The "Grants uranium district" of northwestern New Mexico yielded more uranium ore than any other mining district in the United States during the Cold War Period (1947-1989). After the national market for uranium collapsed in 1979, the mines were slowly abandoned and the mills were decommissioned. More than ninety-eight percent of what was mined remains on site as toxic mine wastes, overburden, and mill tailings-in a landscape fractured by underground mine workings, punctured by exploratory boreholes, and saturated with the liquid waste discharged from the uranium mines and mills. Designated as a national "sacrifice zone," the former mining district constitutes egregious cases of environmental injustice and racism, as well as deeper impositions of settler colonialism. The former mining district overlaps multiple Native Nations and their broader ancestral homelands, as well as Nuevomexícano ("Hispano/Indo-Hispano") land grant allottees, and rural white ("Anglo") majority settler towns and communities. Returning to the origin stories of the mining district and the broader geological region, this article traces the epistemic production of the geophysical landscape by questioning the relationship between boreholes, geologic archives, and the memoir genre in geology. This style of historiography offers a critique of the historical background papers in geologic memoirs as one way of reading against the archival grain, and exposing the physical and material impacts of dispossession resulting from mineral exploration. Situated within anthropological traditions of science and technology studies and critical studies of settler colonialism, this article aims to contribute to emerging scholarship in "geological anthropology" and "political geology."

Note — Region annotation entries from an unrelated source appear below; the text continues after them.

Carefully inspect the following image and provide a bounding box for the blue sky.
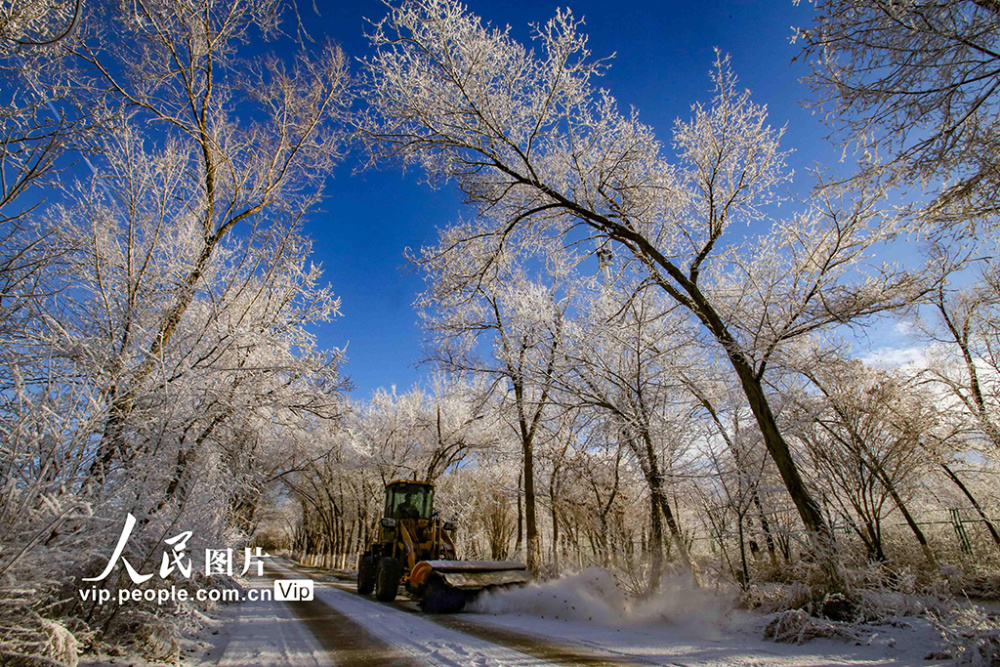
[300,0,916,399]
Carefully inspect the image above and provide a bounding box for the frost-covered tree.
[798,0,1000,224]
[418,245,570,572]
[362,0,910,585]
[560,286,698,590]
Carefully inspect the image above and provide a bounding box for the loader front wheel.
[358,553,375,595]
[375,556,403,602]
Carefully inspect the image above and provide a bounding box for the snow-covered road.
[199,562,948,667]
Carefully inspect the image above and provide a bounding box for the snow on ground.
[79,579,331,667]
[82,563,960,667]
[268,560,547,667]
[468,569,940,667]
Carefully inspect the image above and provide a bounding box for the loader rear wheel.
[375,556,403,602]
[358,553,375,595]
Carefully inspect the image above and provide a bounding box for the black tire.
[358,552,375,595]
[375,556,403,602]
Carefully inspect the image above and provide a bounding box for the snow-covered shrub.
[764,609,860,644]
[0,589,80,667]
[932,606,1000,667]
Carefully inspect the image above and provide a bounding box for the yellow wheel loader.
[358,479,531,613]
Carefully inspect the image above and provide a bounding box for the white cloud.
[861,346,927,368]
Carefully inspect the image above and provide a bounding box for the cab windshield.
[385,484,434,519]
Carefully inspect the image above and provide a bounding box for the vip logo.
[274,579,313,602]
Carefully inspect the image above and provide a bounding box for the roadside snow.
[467,569,941,667]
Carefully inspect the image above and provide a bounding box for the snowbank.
[469,567,735,633]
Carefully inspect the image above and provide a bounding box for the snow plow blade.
[409,560,531,614]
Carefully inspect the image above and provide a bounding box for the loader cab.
[383,480,434,519]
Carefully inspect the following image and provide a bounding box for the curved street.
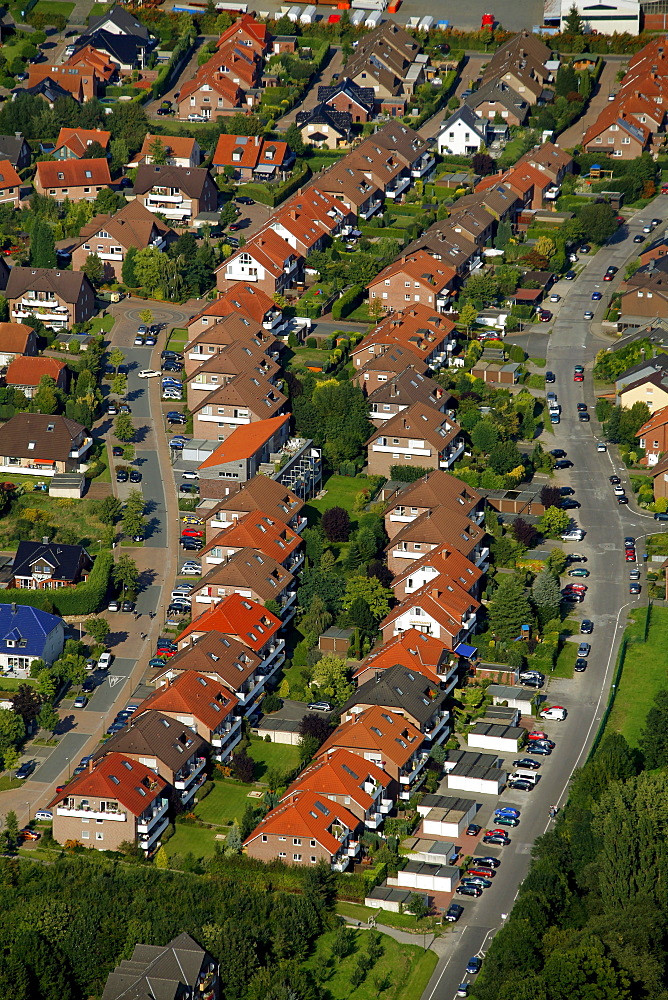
[422,196,668,1000]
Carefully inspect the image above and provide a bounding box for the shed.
[487,684,540,715]
[418,795,478,839]
[49,472,86,500]
[387,861,459,892]
[364,885,429,913]
[467,722,526,753]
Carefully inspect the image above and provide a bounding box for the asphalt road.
[422,196,668,1000]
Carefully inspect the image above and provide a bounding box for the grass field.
[248,740,299,776]
[306,931,437,1000]
[195,781,256,832]
[606,608,668,747]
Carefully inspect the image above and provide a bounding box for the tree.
[121,247,139,288]
[531,569,561,628]
[111,556,139,597]
[538,507,571,538]
[487,574,533,642]
[341,575,394,622]
[114,413,136,442]
[321,507,350,542]
[86,618,111,645]
[638,689,668,770]
[37,701,60,733]
[30,219,56,267]
[81,253,104,288]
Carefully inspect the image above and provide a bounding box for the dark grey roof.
[88,4,151,42]
[318,76,376,112]
[296,104,353,135]
[93,711,208,772]
[102,934,211,1000]
[13,542,93,581]
[341,663,447,725]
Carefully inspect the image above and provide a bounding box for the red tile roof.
[177,594,283,652]
[5,357,67,386]
[35,160,111,188]
[49,753,167,816]
[198,413,290,469]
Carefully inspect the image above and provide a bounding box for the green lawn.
[195,781,257,826]
[248,740,299,776]
[606,607,668,747]
[306,931,437,1000]
[165,823,223,858]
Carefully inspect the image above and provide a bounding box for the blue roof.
[0,604,63,657]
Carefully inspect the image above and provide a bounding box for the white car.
[540,705,568,722]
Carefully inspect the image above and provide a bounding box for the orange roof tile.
[49,753,167,816]
[198,413,290,469]
[5,357,67,385]
[177,594,283,652]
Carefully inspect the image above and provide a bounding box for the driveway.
[422,196,668,1000]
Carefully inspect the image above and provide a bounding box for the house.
[72,201,177,280]
[153,629,264,714]
[350,302,455,369]
[10,539,93,590]
[379,578,480,651]
[385,470,485,540]
[295,102,353,149]
[93,710,209,809]
[201,510,304,573]
[464,79,531,132]
[0,603,65,677]
[436,104,487,156]
[385,506,489,574]
[318,76,376,125]
[190,548,297,622]
[0,323,38,368]
[281,750,396,830]
[102,933,220,1000]
[315,705,429,800]
[198,414,290,499]
[205,476,306,540]
[340,663,450,745]
[366,403,464,477]
[0,132,32,171]
[216,229,303,297]
[636,406,668,468]
[133,134,202,168]
[0,413,93,476]
[0,160,21,208]
[134,164,218,224]
[346,21,428,100]
[362,368,454,427]
[367,250,457,312]
[130,670,242,761]
[5,358,68,399]
[211,132,295,181]
[49,753,169,855]
[51,127,111,160]
[353,629,459,694]
[244,791,363,872]
[4,267,95,331]
[34,159,111,204]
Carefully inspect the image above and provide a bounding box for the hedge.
[332,285,364,319]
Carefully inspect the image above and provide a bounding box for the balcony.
[137,799,169,833]
[174,757,206,791]
[56,804,128,823]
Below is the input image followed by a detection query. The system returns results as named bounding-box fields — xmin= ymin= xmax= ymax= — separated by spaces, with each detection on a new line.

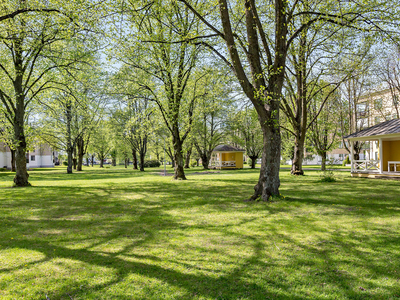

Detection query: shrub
xmin=144 ymin=160 xmax=161 ymax=168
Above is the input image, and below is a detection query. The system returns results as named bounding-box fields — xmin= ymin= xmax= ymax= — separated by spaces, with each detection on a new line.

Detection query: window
xmin=374 ymin=99 xmax=382 ymax=109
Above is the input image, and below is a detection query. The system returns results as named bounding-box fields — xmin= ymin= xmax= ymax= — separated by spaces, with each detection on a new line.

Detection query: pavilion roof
xmin=213 ymin=145 xmax=245 ymax=152
xmin=344 ymin=119 xmax=400 ymax=139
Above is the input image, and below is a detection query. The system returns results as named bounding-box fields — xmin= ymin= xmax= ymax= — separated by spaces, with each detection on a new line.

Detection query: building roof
xmin=344 ymin=119 xmax=400 ymax=139
xmin=213 ymin=145 xmax=245 ymax=152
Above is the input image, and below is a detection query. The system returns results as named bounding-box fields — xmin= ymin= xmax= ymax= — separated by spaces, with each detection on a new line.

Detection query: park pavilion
xmin=345 ymin=119 xmax=400 ymax=179
xmin=209 ymin=145 xmax=245 ymax=169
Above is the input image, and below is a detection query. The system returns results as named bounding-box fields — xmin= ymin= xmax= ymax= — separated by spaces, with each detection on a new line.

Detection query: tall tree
xmin=0 ymin=0 xmax=101 ymax=186
xmin=179 ymin=0 xmax=397 ymax=201
xmin=112 ymin=0 xmax=206 ymax=179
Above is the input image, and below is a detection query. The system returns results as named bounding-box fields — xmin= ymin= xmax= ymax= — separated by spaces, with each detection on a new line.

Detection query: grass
xmin=0 ymin=167 xmax=400 ymax=300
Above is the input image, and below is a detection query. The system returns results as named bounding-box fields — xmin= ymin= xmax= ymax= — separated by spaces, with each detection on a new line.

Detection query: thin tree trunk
xmin=76 ymin=137 xmax=85 ymax=171
xmin=173 ymin=137 xmax=186 ymax=180
xmin=321 ymin=152 xmax=326 ymax=171
xmin=10 ymin=149 xmax=16 ymax=172
xmin=99 ymin=155 xmax=104 ymax=168
xmin=132 ymin=151 xmax=138 ymax=170
xmin=65 ymin=103 xmax=73 ymax=174
xmin=139 ymin=150 xmax=146 ymax=172
xmin=185 ymin=147 xmax=192 ymax=169
xmin=290 ymin=136 xmax=304 ymax=175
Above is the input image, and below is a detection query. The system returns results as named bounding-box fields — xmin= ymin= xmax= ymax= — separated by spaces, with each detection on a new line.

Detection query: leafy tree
xmin=231 ymin=108 xmax=263 ymax=169
xmin=111 ymin=0 xmax=206 ymax=179
xmin=179 ymin=0 xmax=397 ymax=201
xmin=0 ymin=0 xmax=101 ymax=186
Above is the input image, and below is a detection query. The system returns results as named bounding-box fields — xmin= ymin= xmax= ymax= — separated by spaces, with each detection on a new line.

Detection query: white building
xmin=0 ymin=143 xmax=58 ymax=169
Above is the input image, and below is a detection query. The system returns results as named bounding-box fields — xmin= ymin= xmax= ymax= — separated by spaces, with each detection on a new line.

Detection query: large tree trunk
xmin=10 ymin=149 xmax=16 ymax=172
xmin=76 ymin=137 xmax=85 ymax=171
xmin=132 ymin=151 xmax=138 ymax=170
xmin=249 ymin=155 xmax=258 ymax=169
xmin=200 ymin=153 xmax=210 ymax=170
xmin=249 ymin=110 xmax=281 ymax=201
xmin=173 ymin=137 xmax=186 ymax=180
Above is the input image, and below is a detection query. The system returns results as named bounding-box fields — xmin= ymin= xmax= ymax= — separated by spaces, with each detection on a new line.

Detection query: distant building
xmin=0 ymin=143 xmax=58 ymax=169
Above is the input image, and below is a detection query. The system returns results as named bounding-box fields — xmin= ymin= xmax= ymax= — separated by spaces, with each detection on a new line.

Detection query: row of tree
xmin=0 ymin=0 xmax=399 ymax=200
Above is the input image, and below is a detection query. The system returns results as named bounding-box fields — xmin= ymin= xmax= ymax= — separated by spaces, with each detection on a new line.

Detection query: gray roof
xmin=213 ymin=145 xmax=245 ymax=152
xmin=344 ymin=119 xmax=400 ymax=139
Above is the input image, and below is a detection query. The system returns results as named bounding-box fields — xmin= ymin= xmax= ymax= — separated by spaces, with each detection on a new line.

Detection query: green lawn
xmin=0 ymin=167 xmax=400 ymax=300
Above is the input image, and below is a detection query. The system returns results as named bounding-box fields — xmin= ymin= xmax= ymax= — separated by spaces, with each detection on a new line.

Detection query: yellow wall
xmin=235 ymin=152 xmax=243 ymax=169
xmin=382 ymin=141 xmax=400 ymax=171
xmin=221 ymin=152 xmax=243 ymax=169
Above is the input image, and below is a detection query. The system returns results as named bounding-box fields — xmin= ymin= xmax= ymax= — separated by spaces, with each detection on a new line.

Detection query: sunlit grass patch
xmin=0 ymin=167 xmax=400 ymax=299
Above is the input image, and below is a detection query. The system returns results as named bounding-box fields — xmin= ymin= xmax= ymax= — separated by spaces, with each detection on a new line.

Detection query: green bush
xmin=144 ymin=160 xmax=161 ymax=168
xmin=342 ymin=156 xmax=350 ymax=166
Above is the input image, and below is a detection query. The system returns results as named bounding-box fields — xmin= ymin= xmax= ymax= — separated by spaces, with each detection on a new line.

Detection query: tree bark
xmin=321 ymin=152 xmax=326 ymax=171
xmin=201 ymin=153 xmax=210 ymax=170
xmin=249 ymin=155 xmax=258 ymax=169
xmin=290 ymin=136 xmax=305 ymax=175
xmin=173 ymin=137 xmax=186 ymax=180
xmin=185 ymin=147 xmax=192 ymax=169
xmin=139 ymin=151 xmax=146 ymax=172
xmin=132 ymin=151 xmax=138 ymax=170
xmin=76 ymin=137 xmax=85 ymax=171
xmin=10 ymin=149 xmax=16 ymax=172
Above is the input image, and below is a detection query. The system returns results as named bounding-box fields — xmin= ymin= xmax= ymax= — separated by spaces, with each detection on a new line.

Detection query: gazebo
xmin=209 ymin=145 xmax=245 ymax=169
xmin=345 ymin=119 xmax=400 ymax=178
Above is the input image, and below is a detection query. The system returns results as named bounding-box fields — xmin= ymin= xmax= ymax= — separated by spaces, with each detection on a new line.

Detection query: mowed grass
xmin=0 ymin=167 xmax=400 ymax=300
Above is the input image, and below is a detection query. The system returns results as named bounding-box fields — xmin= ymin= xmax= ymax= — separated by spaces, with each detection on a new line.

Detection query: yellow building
xmin=345 ymin=119 xmax=400 ymax=177
xmin=209 ymin=145 xmax=245 ymax=169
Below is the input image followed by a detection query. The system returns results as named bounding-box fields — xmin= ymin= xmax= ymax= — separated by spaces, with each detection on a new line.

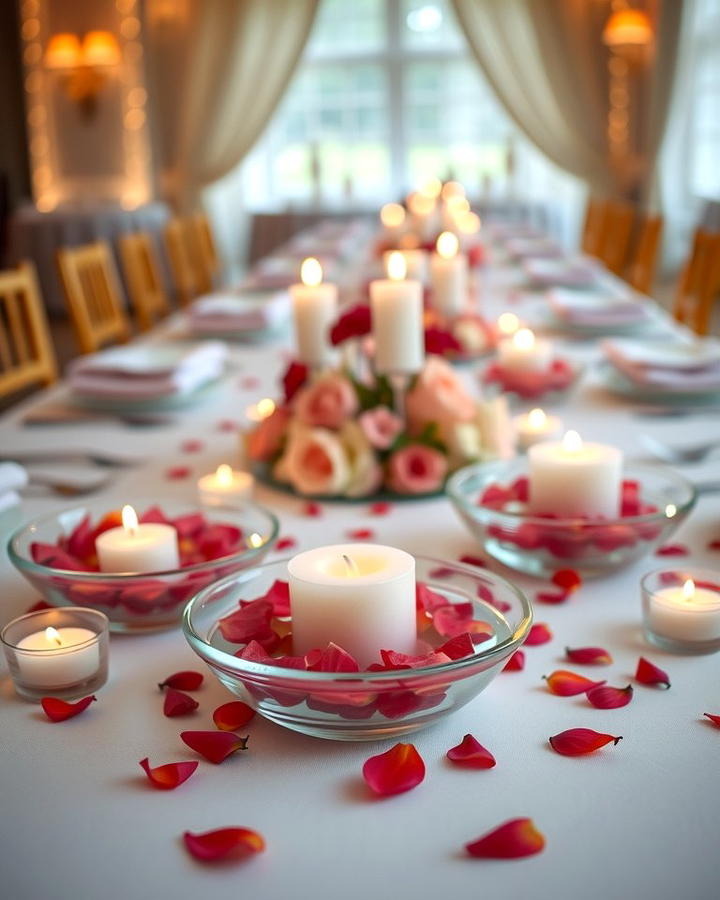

新墨西哥州西北部“格兰特铀矿区”的起源故事:地质区域生产中的档案、回忆录和勘探钻孔。
冷战时期(1947-1989年),新墨西哥州西北部的“格兰特铀矿区”出产的铀矿石比美国其他任何矿区都多。1979年全国铀市场崩溃后,这些铀矿逐渐被废弃,工厂也陆续停产。超过98%的矿石以有毒的矿山废料、覆盖层和工厂尾矿的形式留在了现场——这片土地被地下矿山作业破坏,被勘探钻孔穿孔,并被铀矿和工厂排放的废液浸透。被指定为国家“牺牲区”的前矿区构成了环境不公正和种族主义的恶劣案例,以及更深程度的定居者殖民主义强加。前矿区与多个土著民族及其更广泛的祖先家园重叠,以及Nuevomexícano(“伊斯帕诺/印度-伊斯帕诺”)土地授予分配者,以及农村白人(“盎格鲁”)占多数的定居者城镇和社区。回到矿区和更广泛的地质区域的起源故事,本文通过质疑钻孔、地质档案和地质学回忆录类型之间的关系,追溯了地球物理景观的认知生产。这种风格的史学提供了对地质回忆录中历史背景文件的批评,作为一种阅读档案谷物的方式,并暴露了矿物勘探造成的剥夺的物理和物质影响。本文立足于科学和技术研究的人类学传统以及对定居者殖民主义的批判性研究,旨在为“地质人类学”和“政治地质学”的新兴学术做出贡献。
本文章由计算机程序翻译,如有差异,请以英文原文为准。